Sul fatto in sé, in pochi giorni si è scatenata una letteratura giornalistica che ha messo a dura prova sia la professionalità di Grasso, quanto il processo di selezione e la qualità del servizio di Manpower e di Expo. Segnaliamo fra i primi ad averne parlato in maniera approfondita: Vita, Giornalettismo, Huffington Post, quest’ultimo fra i primi a raccogliere anche testimonianze. A ruota tutti gli altri.
È la grande festa di chi vorrebbe utilizzare i nuovi media continuando a parlare un linguaggio che non solo non è più attuale, ma ancor meno credibile. Sono coloro che credono di poter declinare i comunicati stampa degli Amministratori Delegati anche sui social. Sono coloro che convinti (tanto il Corriere quanto Manpower) di essere leader di mercato credono di poter fare il buono e il cattivo tempo seppur disinformando, mantenendo uno standing di bassissimo livello qualitativo, solo perché protetti dalla politica, dai mercati e da improbabili attività lobbistiche (il board di Manpower, ricordiamo è di forte ispirazione ciellina). Non hanno capito che la Rete è libera e pensante. E soprattutto, delle lobby se ne frega.
Alla fine, tutto quello che resta sono un giornalista che tradisce i principi elementari del giornalismo: approfondire la notizia e verificare fonti e testimonianze concrete. Ma soprattutto, e qui ancora più grave, una società interinale che benché cerchi di inventarsi ogni giorno servizi alternativi all’interinale, non riesce a stare al passo con il competitor di riferimento – Adecco – che non solo ha fatto passi da gigante nelle strategie di mercato, ma anche nella comunicazione digitale. A questo, si aggiunge una pezza degna del peggior Mister Hide, stampata cubitale sul sito ufficiale nella pagina in cui si cerca di far chiarezza su quanto avvenuto: “Il consiglio che mi sento di dare è quello di sentirsi sempre pronti, anche per coloro che si sono candidati mesi fa” sottolinea Stefano Scabbio, Presidente Area Mediterraneo ManpowerGroup “Le porte sono ancora aperte”.

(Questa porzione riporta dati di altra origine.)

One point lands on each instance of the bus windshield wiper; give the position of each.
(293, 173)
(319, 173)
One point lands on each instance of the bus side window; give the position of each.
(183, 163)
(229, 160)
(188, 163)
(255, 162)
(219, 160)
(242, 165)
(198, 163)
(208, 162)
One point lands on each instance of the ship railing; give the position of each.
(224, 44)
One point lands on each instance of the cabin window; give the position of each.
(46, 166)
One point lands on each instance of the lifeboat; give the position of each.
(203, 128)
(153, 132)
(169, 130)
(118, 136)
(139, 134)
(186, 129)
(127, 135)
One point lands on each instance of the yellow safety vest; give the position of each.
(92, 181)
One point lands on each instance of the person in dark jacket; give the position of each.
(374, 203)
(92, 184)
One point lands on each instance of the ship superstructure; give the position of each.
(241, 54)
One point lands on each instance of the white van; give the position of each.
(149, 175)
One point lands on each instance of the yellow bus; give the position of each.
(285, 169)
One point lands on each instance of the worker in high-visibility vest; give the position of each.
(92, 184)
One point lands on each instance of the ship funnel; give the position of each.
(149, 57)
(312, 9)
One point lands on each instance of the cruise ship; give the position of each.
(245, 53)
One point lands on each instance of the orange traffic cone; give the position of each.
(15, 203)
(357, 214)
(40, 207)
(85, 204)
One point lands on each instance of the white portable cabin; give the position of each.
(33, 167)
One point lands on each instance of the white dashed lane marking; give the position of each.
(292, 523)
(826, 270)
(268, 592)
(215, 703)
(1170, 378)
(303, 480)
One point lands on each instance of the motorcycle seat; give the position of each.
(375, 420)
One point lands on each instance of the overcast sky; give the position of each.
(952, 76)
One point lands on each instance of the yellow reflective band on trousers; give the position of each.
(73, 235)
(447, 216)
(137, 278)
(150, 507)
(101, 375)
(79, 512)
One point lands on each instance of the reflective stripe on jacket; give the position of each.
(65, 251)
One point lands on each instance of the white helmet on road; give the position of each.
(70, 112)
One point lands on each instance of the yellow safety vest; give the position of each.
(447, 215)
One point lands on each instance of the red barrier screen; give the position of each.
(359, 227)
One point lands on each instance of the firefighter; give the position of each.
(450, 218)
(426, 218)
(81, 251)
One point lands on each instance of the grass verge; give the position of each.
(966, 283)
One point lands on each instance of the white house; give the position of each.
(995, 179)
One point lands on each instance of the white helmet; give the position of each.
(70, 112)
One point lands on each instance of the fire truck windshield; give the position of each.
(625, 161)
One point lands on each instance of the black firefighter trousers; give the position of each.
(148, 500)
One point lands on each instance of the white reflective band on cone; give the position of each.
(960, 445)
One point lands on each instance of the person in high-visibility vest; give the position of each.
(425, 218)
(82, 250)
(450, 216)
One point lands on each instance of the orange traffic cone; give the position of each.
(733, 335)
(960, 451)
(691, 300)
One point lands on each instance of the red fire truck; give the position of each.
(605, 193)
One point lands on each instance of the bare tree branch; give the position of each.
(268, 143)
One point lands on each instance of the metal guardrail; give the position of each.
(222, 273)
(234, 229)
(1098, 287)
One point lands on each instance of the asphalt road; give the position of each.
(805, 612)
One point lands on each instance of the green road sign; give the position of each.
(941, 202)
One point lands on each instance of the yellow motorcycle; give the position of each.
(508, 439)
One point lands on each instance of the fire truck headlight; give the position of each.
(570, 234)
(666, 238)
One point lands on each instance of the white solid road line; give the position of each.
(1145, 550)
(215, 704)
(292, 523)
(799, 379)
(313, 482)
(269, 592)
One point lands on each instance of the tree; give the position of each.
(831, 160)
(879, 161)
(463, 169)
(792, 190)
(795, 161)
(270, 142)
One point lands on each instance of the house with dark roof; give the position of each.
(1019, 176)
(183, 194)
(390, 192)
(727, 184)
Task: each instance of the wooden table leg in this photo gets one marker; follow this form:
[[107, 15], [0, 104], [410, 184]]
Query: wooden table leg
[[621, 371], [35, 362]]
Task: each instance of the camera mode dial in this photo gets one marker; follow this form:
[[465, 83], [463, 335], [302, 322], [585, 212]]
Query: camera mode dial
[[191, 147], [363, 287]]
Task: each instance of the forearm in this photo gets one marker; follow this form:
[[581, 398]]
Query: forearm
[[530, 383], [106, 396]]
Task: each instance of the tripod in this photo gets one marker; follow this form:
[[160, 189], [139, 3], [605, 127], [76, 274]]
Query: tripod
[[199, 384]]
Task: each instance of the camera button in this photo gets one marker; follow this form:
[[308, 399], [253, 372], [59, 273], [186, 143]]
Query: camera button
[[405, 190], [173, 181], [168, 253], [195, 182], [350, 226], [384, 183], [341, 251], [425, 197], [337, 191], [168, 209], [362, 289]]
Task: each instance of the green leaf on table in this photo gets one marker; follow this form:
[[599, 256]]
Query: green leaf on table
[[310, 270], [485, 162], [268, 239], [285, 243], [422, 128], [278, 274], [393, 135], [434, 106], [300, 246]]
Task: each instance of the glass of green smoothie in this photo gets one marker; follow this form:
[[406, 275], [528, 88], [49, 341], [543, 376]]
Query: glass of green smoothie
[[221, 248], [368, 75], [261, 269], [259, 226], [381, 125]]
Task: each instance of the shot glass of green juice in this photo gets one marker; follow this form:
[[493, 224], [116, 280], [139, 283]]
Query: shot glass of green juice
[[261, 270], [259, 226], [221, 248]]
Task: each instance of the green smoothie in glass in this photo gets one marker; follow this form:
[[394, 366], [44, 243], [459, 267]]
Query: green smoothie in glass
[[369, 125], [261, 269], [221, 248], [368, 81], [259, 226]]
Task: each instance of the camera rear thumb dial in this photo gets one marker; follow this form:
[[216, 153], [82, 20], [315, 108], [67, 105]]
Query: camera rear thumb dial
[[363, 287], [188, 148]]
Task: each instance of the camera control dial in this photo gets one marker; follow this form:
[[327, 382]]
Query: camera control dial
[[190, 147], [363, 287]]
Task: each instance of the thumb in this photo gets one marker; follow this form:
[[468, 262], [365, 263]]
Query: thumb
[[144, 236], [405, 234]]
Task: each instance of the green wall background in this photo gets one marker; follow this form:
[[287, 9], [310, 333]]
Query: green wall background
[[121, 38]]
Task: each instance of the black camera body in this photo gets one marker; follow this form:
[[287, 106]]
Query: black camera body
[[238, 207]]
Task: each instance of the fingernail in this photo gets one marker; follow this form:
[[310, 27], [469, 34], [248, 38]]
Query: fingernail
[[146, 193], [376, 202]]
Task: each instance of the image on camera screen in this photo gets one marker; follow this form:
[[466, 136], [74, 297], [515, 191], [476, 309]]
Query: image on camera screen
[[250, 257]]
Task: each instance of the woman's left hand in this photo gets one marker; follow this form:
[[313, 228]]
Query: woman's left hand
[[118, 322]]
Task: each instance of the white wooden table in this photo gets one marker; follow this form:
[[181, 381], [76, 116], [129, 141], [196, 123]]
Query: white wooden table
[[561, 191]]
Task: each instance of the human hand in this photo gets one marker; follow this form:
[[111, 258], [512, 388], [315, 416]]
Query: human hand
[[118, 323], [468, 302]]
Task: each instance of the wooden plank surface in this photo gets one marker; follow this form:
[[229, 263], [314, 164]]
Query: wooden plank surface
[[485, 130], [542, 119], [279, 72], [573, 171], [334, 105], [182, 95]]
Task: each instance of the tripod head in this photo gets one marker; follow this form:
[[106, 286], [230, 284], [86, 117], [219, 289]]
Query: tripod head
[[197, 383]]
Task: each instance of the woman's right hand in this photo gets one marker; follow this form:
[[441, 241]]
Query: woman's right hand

Un grosso problema di competenza e di serietà, mi verrebbe da dire. Poichè è evidente che Scabbio, per riparare ai suoi problemi interni di gestione dei processi, sembra un marziano del suo settore e del suo tempo. I candidati, che tutto sembrano fuorché bamboccioni, hanno le idee molto chiare: un lavoro degno di questo nome avviene con una contrattazione chiara, una retribuzione corretta e quanto meno con un processo di selezione preciso e di qualità. Essere impegnati per sei mesi a 570 euro con una disponibilità pressoché totale, preclude la possibilità di cercare un qualsiasi altro lavoro, di sostenere colloqui, di trovare qualcosa di definitivo e soprattutto dignitoso. E questo lo sa un qualsiasi neodiplomato. Strano che sfugga all’Amministratore Delegato di Manpower che chiede ai candidati di “essere pronti in qualsiasi momento”. Ma pronti a che cosa?
Tutti, nessuno escluso, dei candidati intervistati, hanno parlato di modalità di selezione improvvisate, di informazioni carenti e di troppi omissis, di un primo contatto a ottobre e la chiamata ad aprile. Nel mezzo il silenzio. Tanto che Cristina Tajani, Assessore al Comune di Milano ha annunciato di aver scritto ad Expo spa e Manpower chiedendo di “avere evidenza del processo di selezione dei giovani assunti per Expo”.
Secondo il Corriere della Sera, Manpower è allibita nel vedere che i candidati abbandonino le selezioni senza nemmeno scrivere una mail, fare una telefonata, mandare un salutino. Ma non erano i recruiter quelli a cui viene imputato di non rispondere mai?